Он закрывает за собой дверь и обводит всех веселым взглядом.
— Почему так тихо?
— Тебя уважаем!
— Зачем же так? — укоризненно спрашивает Середа, неуверенно делая шаг к унитазу. — Слышали, что на фронте-то? Радость-то какая!
Молчание.
— Скоро их всех! — И он делает в воздухе энергичный жест рукой. — Добивать их, сволочей, будут!
Как толсты его зад и спина!
Молчание.
Он оправляет пижаму, отходит от унитаза и с улыбкой добавляет:
— Вот поправитесь — и добьем этих гадов! — Он хихикает. — Я тоже… мечтал морячком стать!
— А ты не мечтай! Мы тебя с собой возьмем, и твоя светлая мечта сбудется! — спокойно произносит один из моряков. — Ты у нас знамя понесешь впереди всех! Как в кино будет!
Улыбка сбегает с лица товарища Середы.
— Зачем же так? Я ведь вам ничего не сделал!
— А сделал бы, давно бы в гробу был!
— Вы забываетесь! — тихо и зловеще, не глядя ни на кого, говорит Середа.
— Ваня! Дай ему понюхать! Если он не мечтатель, может, ученый?
И я ахаю. Гигант без ноги окунает свой костыль в унитаз и, вытащив его оттуда, протягивает мокрый конец с черной резинкой к побелевшему лицу товарища Середы. И так держит его какое-то время у самого его носа.
— Пахнет?
Я слышу сочный плевок, оборачиваюсь: один из раненых, плюнув на окурок, бросает его под ноги Середе и, весело и зло улыбнувшись, издает громкий позорный звук.
— Марш для тебя, сука!
Пятясь спиной, Середа открывает дверь уборной и исчезает.
— Эх, люди! — мрачно говорит Трофим Яковлевич. — Звери! — И, вздохнув, добавляет: — Пошли!
Когда мы выходим из уборной, за нами раздаются возбужденные голоса.
— Трофим Яковлевич?
— Что, сынок?
— Что такое «самоварчик»?
— Раненые такие… что выжили… без рук, без ног. Их и называют «самоварчики». Их носят так… в мешках таких… петля сделана и дыра внизу.
— И у вас есть такие?
— Помнишь безногого? Что орал «жить не буду»?
— Да.
— Так вот, его и положили в палату к «самоварчикам». Их четверо.
— А что же потом с ними? Куда их?
— Не знаю, сынок. Говорят, в дом инвалидов… Там жить будут…

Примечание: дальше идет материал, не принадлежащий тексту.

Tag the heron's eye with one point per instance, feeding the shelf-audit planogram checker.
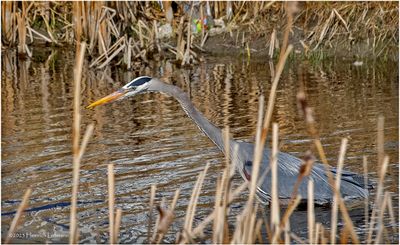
(138, 82)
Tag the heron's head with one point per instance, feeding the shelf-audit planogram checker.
(136, 86)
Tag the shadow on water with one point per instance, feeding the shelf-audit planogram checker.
(151, 141)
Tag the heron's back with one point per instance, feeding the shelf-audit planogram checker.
(352, 185)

Мы идем к выходу, и на лестничной площадке я вижу… Славика!
С тех пор, как произошла сцена с Тимме и Чернетичем, он не здоровается со мной. Прищурившись, он наблюдает, как мы с Трофимом Яковлевичем спускаемся с лестницы. И вдруг Макарова перестает жевать и преграждает нам путь, растопыривая локти.
— Стой! Обыск!
Я каменею. Во всем громадном помещении после ее слов наступает тишина.
— Расстегни!
Я хочу плюнуть в ее жирную рожу, но вспоминаю слова мамы: «Ты погубишь нас!» — и влажными от внезапно выступившего пота пальцами расстегиваю куртку.
— Вот! — торжествующе восклицает Макарова. И с силой и ловкостью, которые от нее трудно ожидать, дергает мои мешочки. Один из них падает на каменный пол, сухари разлетаются.

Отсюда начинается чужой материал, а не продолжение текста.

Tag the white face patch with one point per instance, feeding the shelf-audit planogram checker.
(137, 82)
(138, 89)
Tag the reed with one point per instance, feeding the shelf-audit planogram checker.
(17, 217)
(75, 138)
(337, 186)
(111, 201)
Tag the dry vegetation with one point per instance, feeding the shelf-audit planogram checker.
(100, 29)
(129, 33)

— Ты что, дура! — слышу я за спиной голос Трофима Яковлевича. — Ты что?!
Но она, не слушая его, запускает руки в карманы моей курточки и вынимает оттуда бутерброды, которые дал мне комиссар.
— Вот б…! — доносится сверху. Там столпились раненые.

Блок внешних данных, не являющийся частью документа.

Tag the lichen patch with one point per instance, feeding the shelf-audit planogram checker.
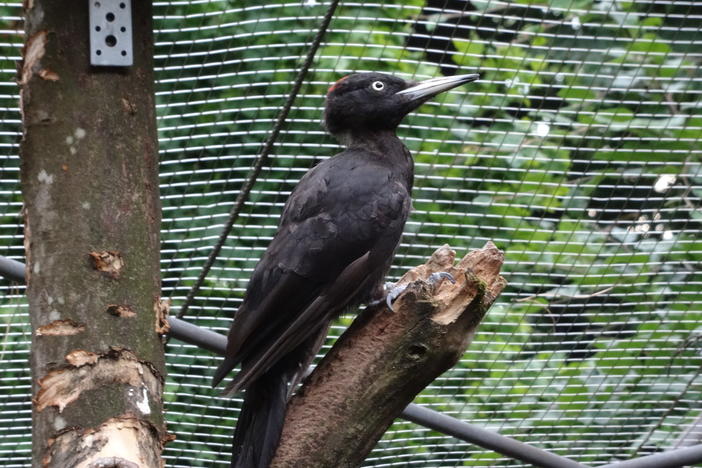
(121, 310)
(109, 262)
(61, 387)
(60, 328)
(46, 74)
(125, 442)
(81, 357)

Макарова поднимает трубку телефона.
— Ваше приказание выполнено! Все при нем! Свидетели есть. Милицию вызывать? Да… Жду, товарищ Середа!
Она опускает телефонную трубку и заявляет громко, чтобы все слышали:
— Теперь понятно, откуда у нас спекулянты берутся!
— Вот дура! Отпусти парня! Мы же дали ему, не украл ведь, — говорит Трофим Яковлевич.
— А я не знаю, — нагло и спокойно отвечает Макарова. — Может, и украл!
— Ты же знаешь его, отпусти! — снова просит Трофим Яковлевич.
— Не имею права! — заявляет она. — Я получила приказ.
— Ну и сука! — слышу я сверху все тот же голос.
Открывается входная дверь и появляется в накинутой сверху на халат шинели с узкими медицинскими погонами Авессалом Артекович. Он близоруко щурится, снимает свои запотевшие очки и обводит нас всех глазами. Потом надевает очки на толстый мясистый нос и, оглядывая меня, спрашивает:
— Что с тобой, друг мой? Тебя всего трясет.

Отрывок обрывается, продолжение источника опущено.